Thanks @g-man, that's sound advice. I just read your reply in my journal. I will pick up some tomorrow and apply per label. Would you only apply this to impacted areas or everywhere I have baby grass?


----------



## g-man (Jun 15, 2017)

Up to you. You have a lot of shade, so at least those areas.


----------



## g-man (Jun 15, 2017)

@Mozart Andy at ATY posted around damping off in a reno. It is worth the read. Here is the link. https://aroundtheyard.com/forums2/viewtopic.php?f=13&t=24400


----------



## Mozart (Jul 17, 2018)

Thanks @g-man that was short and to the point. In a way I'm happy to have a sampling of this problem (so long as it doesn't spread) - now i'm better positioned to recognize it in the future. Also my first fungicide app, experience under my belt :thumbup:

Also @JDgreen18, Iused the leaf blower suggestion and it definitely helped remove visible few this morning. A good hold over until I can run to Lowes.


----------



## LawnSolo (Jul 17, 2018)

Did you put Milorganite?
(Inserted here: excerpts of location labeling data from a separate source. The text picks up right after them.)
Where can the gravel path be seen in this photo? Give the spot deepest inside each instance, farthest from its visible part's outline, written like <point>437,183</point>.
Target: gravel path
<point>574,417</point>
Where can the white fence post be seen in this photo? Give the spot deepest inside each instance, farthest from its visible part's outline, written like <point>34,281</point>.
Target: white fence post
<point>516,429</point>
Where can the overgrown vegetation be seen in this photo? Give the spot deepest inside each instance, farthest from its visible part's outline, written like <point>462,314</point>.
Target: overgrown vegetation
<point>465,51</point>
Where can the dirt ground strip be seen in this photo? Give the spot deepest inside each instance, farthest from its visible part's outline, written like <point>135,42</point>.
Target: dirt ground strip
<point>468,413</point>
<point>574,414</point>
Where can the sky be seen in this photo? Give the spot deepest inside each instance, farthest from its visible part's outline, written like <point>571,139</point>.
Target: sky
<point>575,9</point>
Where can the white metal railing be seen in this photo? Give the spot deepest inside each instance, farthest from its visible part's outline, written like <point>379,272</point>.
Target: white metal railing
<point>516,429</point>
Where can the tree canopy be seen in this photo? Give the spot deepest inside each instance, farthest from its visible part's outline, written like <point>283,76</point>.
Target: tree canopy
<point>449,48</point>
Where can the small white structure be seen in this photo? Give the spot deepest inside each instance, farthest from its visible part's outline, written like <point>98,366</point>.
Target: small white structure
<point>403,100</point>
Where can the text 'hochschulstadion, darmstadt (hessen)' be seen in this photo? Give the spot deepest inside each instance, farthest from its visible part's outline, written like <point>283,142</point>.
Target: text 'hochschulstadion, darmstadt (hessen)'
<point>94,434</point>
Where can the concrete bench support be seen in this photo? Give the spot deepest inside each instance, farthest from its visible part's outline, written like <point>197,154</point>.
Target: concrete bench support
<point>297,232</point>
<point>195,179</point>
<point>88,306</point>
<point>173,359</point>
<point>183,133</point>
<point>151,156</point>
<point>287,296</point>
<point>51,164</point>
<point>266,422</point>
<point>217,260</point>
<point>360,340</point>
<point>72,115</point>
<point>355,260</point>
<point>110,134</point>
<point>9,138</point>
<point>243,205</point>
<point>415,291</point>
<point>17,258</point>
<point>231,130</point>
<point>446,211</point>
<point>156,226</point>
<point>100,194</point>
I believe that cotton like fungus happens some time with Milo


----------



## Suburban Jungle Life (Mar 1, 2018)

LawnSolo said:


> Did you put Milorganite? I believe that cotton like fungus happens some time with Milo


With milo, you would normally see it across the surface of the soil. To me, it looks like it's on the leaf tissue and suspended between leaves. Also, some of those leaves are turning brown already whereas with milo, it shouldn't affect the leaf tissue. Also with milo, it would usually be more widespread.


----------



## LawnSolo (Jul 17, 2018)

Suburban Jungle Life said:


> LawnSolo said:
> 
> 
> > Did you put Milorganite? I believe that cotton like fungus happens some time with Milo
> ...


This is good to know. I would probably ignore it if I saw it :mrgreen:


----------



## JDgreen18 (Jun 14, 2018)

@Mozart something else i did with my irrigation. Im only watering that area once (earlier in the day) but other zones twice. Seems to be working as I have no more white on the grass or areas that are brown dying.


----------



## Mozart (Jul 17, 2018)

Thanks JDGreen. I'm watering 2x/day because it's so hot but might drop that if things get worse.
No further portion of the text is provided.